Петра, давненько ему намекала: типа у Фрица такая длинная «прелюдия», что можно забыть — что за ней «следует» и, переходить непосредственно к тому, что «после»… К переживаниям да разговорам!

Да… Поговорить «после», дядюшка Фриц очень любил!

После такой «любви», Петра долго ходила надув губы, а сам Фриц с ощущением острого дискомфорта…

Чисто случайно подловив служанку, выходящую нараскоряку из комнаты племянника, он, взбесившись от ревности, затащил её к себе в кабинет и, хотел было уже устроить изменщице хорошенькую взбучку, а потом уволить… Но тут, Петра опередив, сама давай ему возмущённо рассказывать — причём, во всех тончайших подробностях, как Эрик — когда она зашла в мансарду прибраться, воспользовавшись моментом неожиданности, грубо поставил её в позицию «раком» и «ficken» минут сорок… Пока, она пищать не начала! Потом он сказал, хлопнув её по заднице: «Бери деньги на столе и, проваливай»! Во время всего рассказа Петра, хоть и возмущалась — но всем своим видом излучала похоть и, нет-нет, да удовлетворённо щерилась…

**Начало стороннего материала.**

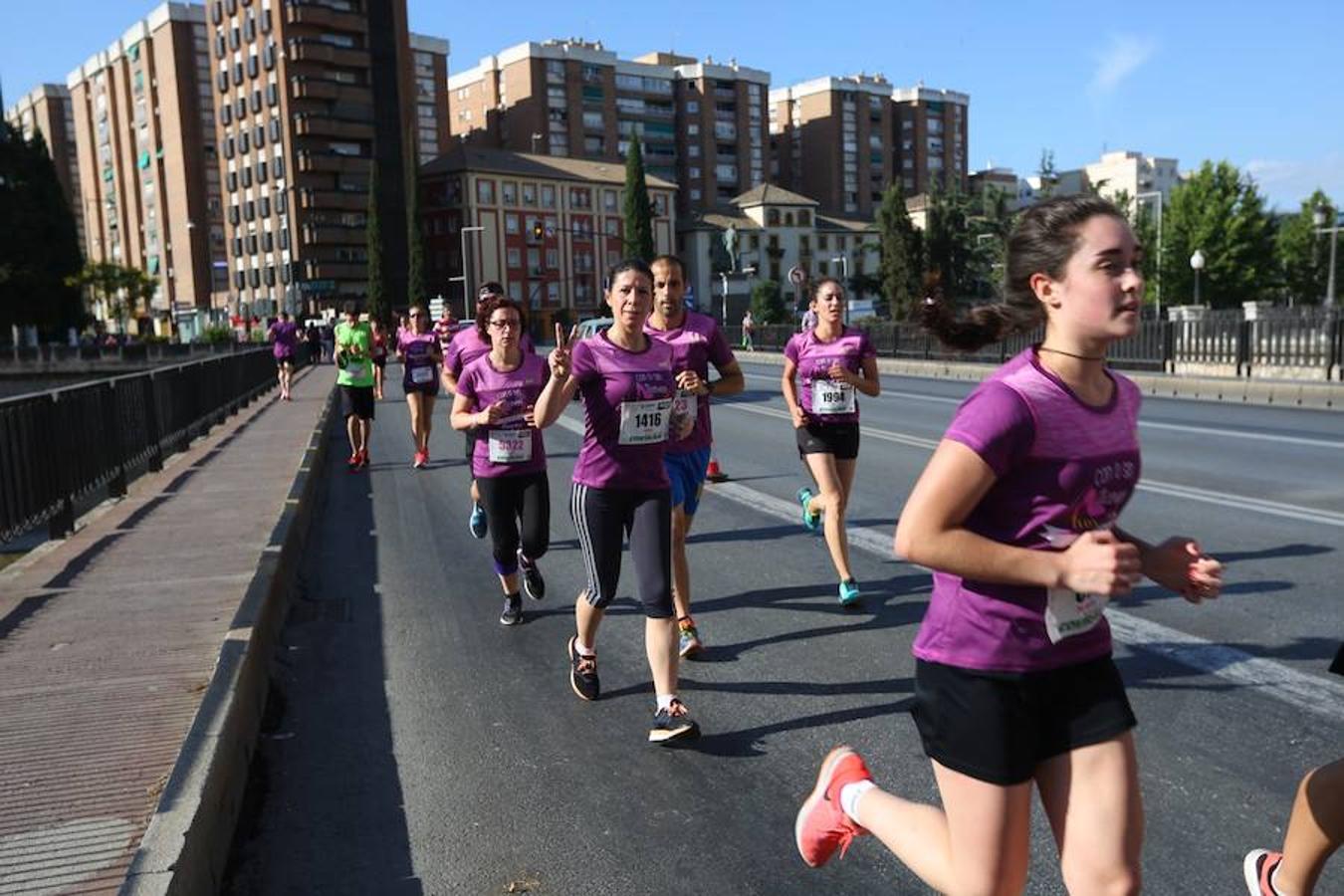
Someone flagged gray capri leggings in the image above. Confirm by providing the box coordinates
[569,482,673,619]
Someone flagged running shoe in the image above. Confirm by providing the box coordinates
[518,549,546,600]
[793,747,872,868]
[676,616,704,657]
[1241,849,1283,896]
[798,486,821,532]
[840,579,859,607]
[466,504,488,539]
[568,637,602,700]
[649,697,700,745]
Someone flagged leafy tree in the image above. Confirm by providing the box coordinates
[1161,161,1277,308]
[1275,189,1344,304]
[364,153,388,323]
[876,177,923,319]
[406,133,427,304]
[622,137,654,262]
[752,280,790,324]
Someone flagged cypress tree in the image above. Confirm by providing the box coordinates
[623,134,654,262]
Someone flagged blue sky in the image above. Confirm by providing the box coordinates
[0,0,1344,211]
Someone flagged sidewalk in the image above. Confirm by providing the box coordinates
[0,366,334,895]
[734,346,1344,411]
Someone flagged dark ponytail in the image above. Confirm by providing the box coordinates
[919,196,1125,352]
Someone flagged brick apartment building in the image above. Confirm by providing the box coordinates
[449,39,771,214]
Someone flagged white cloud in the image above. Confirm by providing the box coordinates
[1243,151,1344,211]
[1087,35,1157,99]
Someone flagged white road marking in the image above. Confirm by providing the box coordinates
[723,404,1344,528]
[548,404,1344,723]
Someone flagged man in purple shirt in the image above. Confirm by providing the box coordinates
[644,255,746,657]
[266,312,299,401]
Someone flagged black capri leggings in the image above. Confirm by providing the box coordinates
[569,482,673,619]
[476,470,552,575]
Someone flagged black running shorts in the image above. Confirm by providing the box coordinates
[910,657,1137,785]
[340,385,373,420]
[794,420,859,461]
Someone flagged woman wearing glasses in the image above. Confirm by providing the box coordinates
[450,296,552,626]
[396,305,444,469]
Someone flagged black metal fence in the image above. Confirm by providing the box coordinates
[725,309,1344,380]
[0,346,307,544]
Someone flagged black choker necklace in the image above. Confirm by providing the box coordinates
[1036,345,1106,361]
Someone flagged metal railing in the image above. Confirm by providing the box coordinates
[0,345,307,544]
[723,309,1344,380]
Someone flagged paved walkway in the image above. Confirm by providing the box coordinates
[0,366,334,893]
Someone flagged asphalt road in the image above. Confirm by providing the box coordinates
[229,365,1344,896]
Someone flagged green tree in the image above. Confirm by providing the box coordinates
[364,154,388,323]
[1275,189,1344,304]
[923,183,976,299]
[622,135,654,262]
[876,177,923,319]
[406,133,427,304]
[752,280,791,324]
[0,122,85,338]
[1161,161,1277,308]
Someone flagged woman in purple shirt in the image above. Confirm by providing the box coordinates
[452,297,552,626]
[781,277,882,607]
[537,259,700,743]
[794,196,1222,893]
[396,305,444,470]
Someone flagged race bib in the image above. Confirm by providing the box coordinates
[1045,588,1110,643]
[489,430,533,464]
[811,380,855,416]
[619,397,672,445]
[672,392,700,420]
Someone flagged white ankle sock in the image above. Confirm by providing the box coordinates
[840,781,876,824]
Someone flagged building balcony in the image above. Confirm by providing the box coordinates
[288,39,369,69]
[295,114,373,139]
[297,149,368,174]
[285,0,368,34]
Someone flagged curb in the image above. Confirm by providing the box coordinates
[737,350,1344,411]
[119,388,337,896]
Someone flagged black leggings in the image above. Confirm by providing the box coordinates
[569,482,673,619]
[476,470,552,575]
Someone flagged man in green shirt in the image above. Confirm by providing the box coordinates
[336,303,373,473]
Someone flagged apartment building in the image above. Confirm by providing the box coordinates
[4,85,85,246]
[449,38,771,214]
[771,74,895,218]
[206,0,421,315]
[66,3,227,326]
[421,143,676,334]
[891,84,971,196]
[410,34,449,165]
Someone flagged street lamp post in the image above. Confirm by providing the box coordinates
[1134,189,1163,320]
[1312,205,1340,308]
[1190,249,1205,305]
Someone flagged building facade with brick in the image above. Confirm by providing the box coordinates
[421,145,677,335]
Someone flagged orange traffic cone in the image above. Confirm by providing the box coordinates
[704,445,729,482]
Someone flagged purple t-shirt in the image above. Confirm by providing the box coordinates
[444,324,537,376]
[396,330,438,385]
[644,311,735,454]
[569,331,676,492]
[457,352,550,480]
[270,321,299,357]
[914,347,1143,672]
[784,327,878,423]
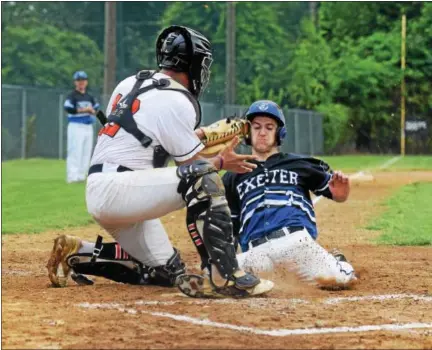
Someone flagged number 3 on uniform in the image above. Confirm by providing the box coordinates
[98,94,141,137]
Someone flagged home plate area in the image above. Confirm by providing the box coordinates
[76,294,432,337]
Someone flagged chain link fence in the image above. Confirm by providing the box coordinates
[1,85,324,161]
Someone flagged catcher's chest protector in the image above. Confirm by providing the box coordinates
[107,71,201,168]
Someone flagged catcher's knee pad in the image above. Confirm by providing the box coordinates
[67,240,186,287]
[177,161,238,279]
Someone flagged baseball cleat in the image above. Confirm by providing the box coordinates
[329,248,348,262]
[71,272,94,286]
[176,274,274,298]
[46,235,81,287]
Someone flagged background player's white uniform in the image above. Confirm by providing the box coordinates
[86,73,204,266]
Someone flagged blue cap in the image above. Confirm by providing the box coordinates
[74,70,88,80]
[245,100,287,145]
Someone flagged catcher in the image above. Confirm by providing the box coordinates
[47,26,273,297]
[223,101,356,287]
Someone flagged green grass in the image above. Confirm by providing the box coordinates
[2,159,93,234]
[317,155,432,172]
[366,182,432,245]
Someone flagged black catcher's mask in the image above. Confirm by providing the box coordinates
[156,26,213,98]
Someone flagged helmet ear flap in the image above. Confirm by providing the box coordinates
[277,125,286,146]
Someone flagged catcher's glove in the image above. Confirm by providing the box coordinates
[200,118,250,157]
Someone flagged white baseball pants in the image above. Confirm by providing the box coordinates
[66,123,93,183]
[86,164,186,266]
[237,229,356,286]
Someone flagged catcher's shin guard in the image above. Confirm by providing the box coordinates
[67,236,186,287]
[177,160,271,297]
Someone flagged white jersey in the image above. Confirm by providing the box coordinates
[91,73,204,170]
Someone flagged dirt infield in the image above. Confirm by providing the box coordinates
[2,172,432,349]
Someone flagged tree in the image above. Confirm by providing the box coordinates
[2,24,103,87]
[162,2,295,104]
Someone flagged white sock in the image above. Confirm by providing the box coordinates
[78,241,96,254]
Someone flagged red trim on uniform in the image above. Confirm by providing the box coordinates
[115,244,121,259]
[111,94,122,113]
[131,99,141,114]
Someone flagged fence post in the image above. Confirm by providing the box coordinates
[58,94,64,159]
[21,88,27,159]
[309,111,315,156]
[294,110,300,153]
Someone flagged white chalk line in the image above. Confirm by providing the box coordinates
[78,303,432,337]
[135,294,432,307]
[312,156,401,205]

И тут, у дядюшки Фрица заиграл «живчик»: «Как-как, говоришь, он тебя поставил»?

Петра показала и… Ну, конечно, далеко не «сорок минут»… Но, «на десерт» пойдёт!

После, они долго полулежали на старом кожаном диване и, лениво болтали… В основном, темой их разговора был всё тот же Эрик: «Какой он все же, Schwein»!

С тех пор, Фриц перепробовал много «позиций» и, всё не переставал удивляться изобретательности своего племянника: «Вот же Ficker! И, где он только сам такому научился — неужели в окопах?!».

В конце концов, все стороны этого «любовного треугольника» были довольны и, даже сам «старый конь» — всё чаще и чаще стал ловить себя на мысли, что так хорошо всем.


Однако, при всём при этом, Фрицу было до жути страшно!

Это, действительно — был не его Эрик, а кто-то совершенно чужой и, он даже не скрывал этого. Даже, ни малейшего желания вспомнить или поинтересоваться: когда Фриц, пытаясь пробудить память племянника, рассказывал что-нибудь из его детства, или о каких-то семейных традициях, преданиях, памятных датах или происшествиях, тот или слушал совершенно равнодушно или грубо прерывал: «Мне неинтересно это!».

Еле-еле удалось затащить Эрика на кладбище, на могилу брата Георга — его отца, в годовщину смерти… Так, тот — как будто отбывал какую-то скучную повинность. А ведь Эрик, хотя и вдоволь потрепал ему нервы — очень любил отца!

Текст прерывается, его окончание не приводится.